LIVRO: "Uma Volta ao Mundo com Leitores - Acordo Fotográfico"



LIVRO: “Uma Volta ao Mundo com Leitores - Acordo Fotográfico”,
de Sandra Barão Nobre
Ed. Relógio D’Água Editores, Maio de 2017


“Malai. É o que sou agora. Estrangeira. Estou em Timor-Leste. Cheguei via Darwin. Na sala de embarque, pouca gente. No entanto, as pessoas suficientes para encher a pequena aeronave. A maioria, homens com ar de quem vai trabalhar. A viagem é curta. Ao fim de pouco mais de uma hora, começo a avistar os contornos de Timor da pequena janela do Embraer a hélices que me trouxe. A imagem é incrível… Como é possível que eu esteja a ver Timor? Como é possível que eu tenha esta sorte, esta benção? Como posso eu merecê-la?”

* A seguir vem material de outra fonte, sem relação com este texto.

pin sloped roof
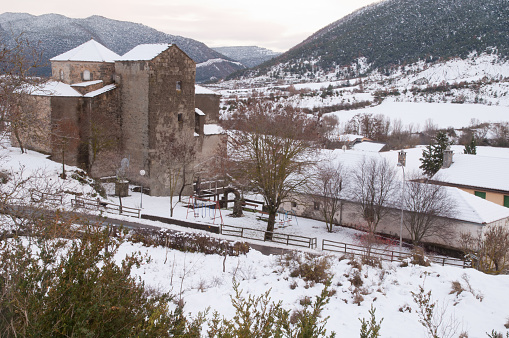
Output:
[50,40,120,62]
[203,124,224,135]
[118,43,171,61]
[433,154,509,191]
[30,81,82,97]
[320,149,509,224]
[83,84,117,97]
[352,141,385,153]
[447,187,509,224]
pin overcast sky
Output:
[0,0,378,51]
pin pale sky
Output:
[1,0,378,52]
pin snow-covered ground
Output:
[1,148,509,337]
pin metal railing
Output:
[322,239,472,269]
[221,225,317,249]
[71,197,141,218]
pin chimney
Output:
[398,150,406,167]
[442,146,453,169]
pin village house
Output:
[16,40,224,195]
[281,149,509,248]
[431,150,509,208]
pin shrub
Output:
[207,282,335,337]
[0,223,202,337]
[289,254,331,283]
[349,270,364,288]
[359,304,384,338]
[410,247,431,266]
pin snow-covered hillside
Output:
[0,148,509,338]
[210,53,509,137]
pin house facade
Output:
[431,151,509,208]
[16,40,223,195]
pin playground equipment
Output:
[278,208,299,228]
[186,195,224,225]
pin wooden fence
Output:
[322,239,472,268]
[221,225,317,249]
[71,197,141,218]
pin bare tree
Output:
[313,161,346,232]
[225,100,317,240]
[158,133,196,217]
[352,157,397,234]
[403,177,456,244]
[346,113,390,141]
[0,34,45,153]
[461,223,509,274]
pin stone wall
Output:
[79,88,123,177]
[115,61,150,182]
[11,96,51,154]
[195,94,221,124]
[51,61,115,85]
[51,96,83,165]
[282,195,484,248]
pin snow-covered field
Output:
[1,148,509,337]
[330,102,509,131]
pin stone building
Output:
[19,40,223,195]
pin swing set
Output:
[278,208,299,228]
[186,195,224,225]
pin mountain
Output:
[250,0,509,74]
[212,46,281,68]
[0,13,244,82]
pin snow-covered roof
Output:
[339,134,365,142]
[352,142,385,153]
[30,81,82,97]
[433,154,509,191]
[83,84,117,97]
[447,187,509,224]
[194,85,221,95]
[203,124,224,135]
[118,43,171,61]
[50,40,120,62]
[314,149,509,224]
[71,80,103,87]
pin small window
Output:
[83,70,92,81]
[474,191,486,199]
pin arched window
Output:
[83,70,92,81]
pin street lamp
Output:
[140,169,145,209]
[398,150,406,253]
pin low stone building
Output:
[281,149,509,248]
[17,40,223,195]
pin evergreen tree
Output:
[419,131,451,177]
[463,136,477,155]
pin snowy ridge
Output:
[196,59,243,68]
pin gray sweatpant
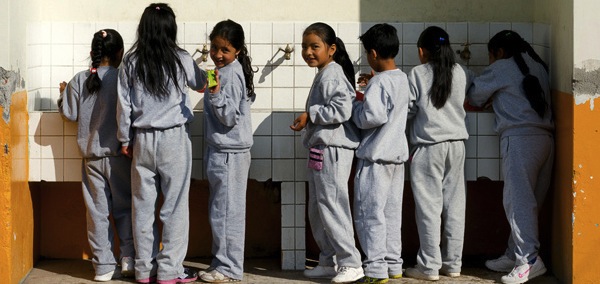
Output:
[410,141,466,275]
[307,147,361,267]
[131,124,192,280]
[81,156,135,275]
[204,146,251,280]
[500,134,554,265]
[354,159,404,278]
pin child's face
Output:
[302,33,336,69]
[210,36,240,68]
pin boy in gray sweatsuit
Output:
[352,24,410,283]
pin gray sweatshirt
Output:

No propósito de escrever uma recensão crítica a cada livro que leio, começo sempre por eleger um breve excerto que tenha um significado especial no contexto da história e que, de alguma forma, me tenha marcado durante a leitura. Todavia, nunca até hoje tinha experimentado tanta dificuldade em eleger esse momento “vital”, de tal forma encontrei em “Uma Volta ao Mundo com Leitores - Acordo Fotográfico” uma profusão de descrições apaixonadas, visões impressivas e reflexões significativas, cada uma delas merecedora de citação. Nessa busca, reencontrei-me com muitas das passagens do livro, dando-me conta do quanto ele me prendeu do princípio ao fim. É que Sandra Barão Nobre escreve com o coração, coloca as suas emoções acima da razão e leva-nos com ela numa viagem à descoberta do mundo e de nós próprios, o sonho a comandar a vida. O resultado é um livro habilmente balanceado entre o simples apontamento de viagem e o sentir mais íntimo, o encontro com leitores ocasionais nos mais diversas locais e circunstâncias a dar azo a histórias de enorme significado e beleza e a irmanar-nos nessa comunidade tão especial daqueles que vêem no livro um referente e uma companhia para a vida.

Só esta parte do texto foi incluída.